Recovery going a bit rocky. Have decided the dogs will never be "straightened" up - poor things. Added another special diet for the one who returned from the kennel with bloody diarreah.
Mother is getting around some, but this has knocked the soup out of her. Leg swelling a lot, but I think partially due to the four Whopper diet she won't give up. Tonight I'm adding meatloaf for her to the dog buffet repertoire. Thank God the boyfriend has found someone else to chauffer him about.

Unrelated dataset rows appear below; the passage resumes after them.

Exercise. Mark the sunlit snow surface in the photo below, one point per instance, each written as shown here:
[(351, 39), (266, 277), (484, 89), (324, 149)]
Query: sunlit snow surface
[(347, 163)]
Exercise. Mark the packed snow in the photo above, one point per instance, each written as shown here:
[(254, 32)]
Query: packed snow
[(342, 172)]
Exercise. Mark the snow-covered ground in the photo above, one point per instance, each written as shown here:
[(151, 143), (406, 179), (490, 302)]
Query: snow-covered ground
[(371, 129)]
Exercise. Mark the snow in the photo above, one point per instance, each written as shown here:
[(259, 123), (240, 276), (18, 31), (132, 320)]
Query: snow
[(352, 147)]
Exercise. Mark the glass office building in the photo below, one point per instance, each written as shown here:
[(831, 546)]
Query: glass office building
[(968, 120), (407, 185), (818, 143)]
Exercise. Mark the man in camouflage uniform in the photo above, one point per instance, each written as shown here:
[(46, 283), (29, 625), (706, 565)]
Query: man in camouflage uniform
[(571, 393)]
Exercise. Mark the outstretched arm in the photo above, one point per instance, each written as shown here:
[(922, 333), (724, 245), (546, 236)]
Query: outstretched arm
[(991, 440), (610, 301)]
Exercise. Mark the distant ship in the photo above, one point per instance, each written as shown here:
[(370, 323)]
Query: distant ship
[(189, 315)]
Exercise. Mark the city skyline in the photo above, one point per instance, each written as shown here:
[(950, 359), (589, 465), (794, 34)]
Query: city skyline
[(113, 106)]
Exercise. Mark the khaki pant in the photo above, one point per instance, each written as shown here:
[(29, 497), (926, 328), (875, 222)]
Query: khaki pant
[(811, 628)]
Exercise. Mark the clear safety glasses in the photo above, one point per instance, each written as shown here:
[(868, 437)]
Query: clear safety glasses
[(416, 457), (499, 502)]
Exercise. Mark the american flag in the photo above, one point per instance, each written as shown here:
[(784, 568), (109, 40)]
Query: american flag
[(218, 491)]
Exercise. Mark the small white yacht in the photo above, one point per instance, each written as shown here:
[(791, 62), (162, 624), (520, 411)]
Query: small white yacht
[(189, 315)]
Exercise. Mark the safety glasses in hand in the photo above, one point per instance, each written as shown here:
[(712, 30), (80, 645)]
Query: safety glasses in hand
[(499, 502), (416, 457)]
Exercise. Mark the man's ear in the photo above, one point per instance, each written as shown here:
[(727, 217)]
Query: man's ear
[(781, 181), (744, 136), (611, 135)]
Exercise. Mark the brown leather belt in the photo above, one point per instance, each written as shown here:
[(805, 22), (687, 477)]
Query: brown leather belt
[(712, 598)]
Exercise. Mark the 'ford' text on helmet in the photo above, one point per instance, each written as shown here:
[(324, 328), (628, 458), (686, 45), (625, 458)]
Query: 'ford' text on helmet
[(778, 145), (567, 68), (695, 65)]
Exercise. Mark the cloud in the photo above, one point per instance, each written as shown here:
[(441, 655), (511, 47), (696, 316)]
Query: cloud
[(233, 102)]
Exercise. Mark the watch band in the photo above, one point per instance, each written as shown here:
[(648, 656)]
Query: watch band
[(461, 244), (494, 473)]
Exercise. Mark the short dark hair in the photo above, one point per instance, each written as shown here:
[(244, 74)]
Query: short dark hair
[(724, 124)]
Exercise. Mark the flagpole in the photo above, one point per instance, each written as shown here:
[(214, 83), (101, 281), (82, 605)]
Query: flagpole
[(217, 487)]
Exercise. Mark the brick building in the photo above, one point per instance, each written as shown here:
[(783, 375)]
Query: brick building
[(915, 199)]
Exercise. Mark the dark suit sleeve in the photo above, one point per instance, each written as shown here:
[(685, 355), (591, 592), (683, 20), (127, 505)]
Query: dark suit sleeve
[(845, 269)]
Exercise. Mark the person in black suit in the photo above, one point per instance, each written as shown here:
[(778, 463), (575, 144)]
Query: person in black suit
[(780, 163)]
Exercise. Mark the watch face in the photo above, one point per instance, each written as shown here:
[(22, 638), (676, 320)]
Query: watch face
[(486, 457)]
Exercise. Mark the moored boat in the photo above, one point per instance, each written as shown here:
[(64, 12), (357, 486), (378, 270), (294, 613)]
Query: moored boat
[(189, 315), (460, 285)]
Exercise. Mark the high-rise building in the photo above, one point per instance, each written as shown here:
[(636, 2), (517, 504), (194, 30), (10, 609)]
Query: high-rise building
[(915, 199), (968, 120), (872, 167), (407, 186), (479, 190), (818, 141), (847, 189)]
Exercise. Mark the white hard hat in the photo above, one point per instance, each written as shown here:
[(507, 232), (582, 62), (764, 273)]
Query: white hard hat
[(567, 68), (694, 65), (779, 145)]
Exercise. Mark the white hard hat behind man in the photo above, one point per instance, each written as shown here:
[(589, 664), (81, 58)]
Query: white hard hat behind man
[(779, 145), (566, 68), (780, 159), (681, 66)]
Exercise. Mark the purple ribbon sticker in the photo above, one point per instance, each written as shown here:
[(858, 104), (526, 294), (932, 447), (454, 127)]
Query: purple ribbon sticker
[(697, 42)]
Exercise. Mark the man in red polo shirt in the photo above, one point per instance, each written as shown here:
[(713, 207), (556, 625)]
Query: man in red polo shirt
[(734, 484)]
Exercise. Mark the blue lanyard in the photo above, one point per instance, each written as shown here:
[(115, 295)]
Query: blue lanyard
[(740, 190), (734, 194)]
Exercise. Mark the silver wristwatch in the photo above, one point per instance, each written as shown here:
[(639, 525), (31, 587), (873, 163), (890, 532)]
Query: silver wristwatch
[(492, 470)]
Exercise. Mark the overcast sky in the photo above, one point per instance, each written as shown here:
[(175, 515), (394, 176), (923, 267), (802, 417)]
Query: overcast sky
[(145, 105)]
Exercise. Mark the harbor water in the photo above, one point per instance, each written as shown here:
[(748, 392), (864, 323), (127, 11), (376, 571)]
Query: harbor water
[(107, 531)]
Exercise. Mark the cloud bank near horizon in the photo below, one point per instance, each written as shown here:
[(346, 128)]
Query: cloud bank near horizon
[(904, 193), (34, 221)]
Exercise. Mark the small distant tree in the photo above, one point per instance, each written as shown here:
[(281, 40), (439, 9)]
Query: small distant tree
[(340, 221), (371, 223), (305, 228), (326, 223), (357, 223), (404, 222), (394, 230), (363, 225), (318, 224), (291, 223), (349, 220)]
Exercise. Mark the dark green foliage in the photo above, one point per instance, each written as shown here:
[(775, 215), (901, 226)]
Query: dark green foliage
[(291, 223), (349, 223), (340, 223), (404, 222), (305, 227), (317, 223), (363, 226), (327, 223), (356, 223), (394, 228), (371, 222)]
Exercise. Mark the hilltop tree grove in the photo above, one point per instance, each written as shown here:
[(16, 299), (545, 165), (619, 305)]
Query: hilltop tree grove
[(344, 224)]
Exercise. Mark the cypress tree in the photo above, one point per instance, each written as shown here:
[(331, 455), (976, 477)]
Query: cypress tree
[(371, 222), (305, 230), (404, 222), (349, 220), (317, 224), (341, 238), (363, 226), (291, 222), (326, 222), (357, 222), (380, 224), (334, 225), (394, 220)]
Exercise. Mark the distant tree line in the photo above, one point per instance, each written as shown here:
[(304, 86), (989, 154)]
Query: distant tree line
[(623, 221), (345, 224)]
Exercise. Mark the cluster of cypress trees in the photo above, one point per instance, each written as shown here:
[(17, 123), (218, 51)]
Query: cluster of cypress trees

I finally had it this morning - she was going on about my son who had passed away, about this one and that one not treating him right (according to her book) and I finally got up and said, well, I think Rod would be very sad to know that you are still harboring such resentment and bitterness after twenty some years, when he was such a forgiving accepting person. "He loved you so much, I'm sure he feels very hurt when he hears you talking like that." Well THAT turned into, from her, "I'm so sorry I hurt YOUR feelings." Yeh, mother, my fault again. Aaaaaaargggghhhhhhh.
I'm still trying to get my bearings - coming here is so hard. I haven't been able to make myself go to the cemetery yet. When I get myself emotionally geared to go, I will take fresh flowers to lay there because if I take silk ones, she will remove them and replace them with what she wants there, as soon as she can walk. Ahhh, life. Life and Death. And the times in between.
Time to leave Safeway WIFI and go back to duties. Mercy, it is cold here - 60 centigrade - people in winter coats - I didn't have enough sense to bring a pair of jeans and trying to find a pair of women's jeans here in super long legs is a futile effort. I have tendonitis in left forearm and my sweatshirt is impossible to get on - I tried this a.m., it's a bit small, and couldn't get it on with bad arm. I refuse to wear my mother's clothes. Did that way too many years in high school and when a poor, single, divorced mom to make ends meet. Beige and blue with pink flowers will never grace this body again.
Odd, how when we are with parents, we never really leave that role of "child" even when we are cast in role of caregiver. I think it is worse for daughters than for sons - maybe not, maybe just in different ways.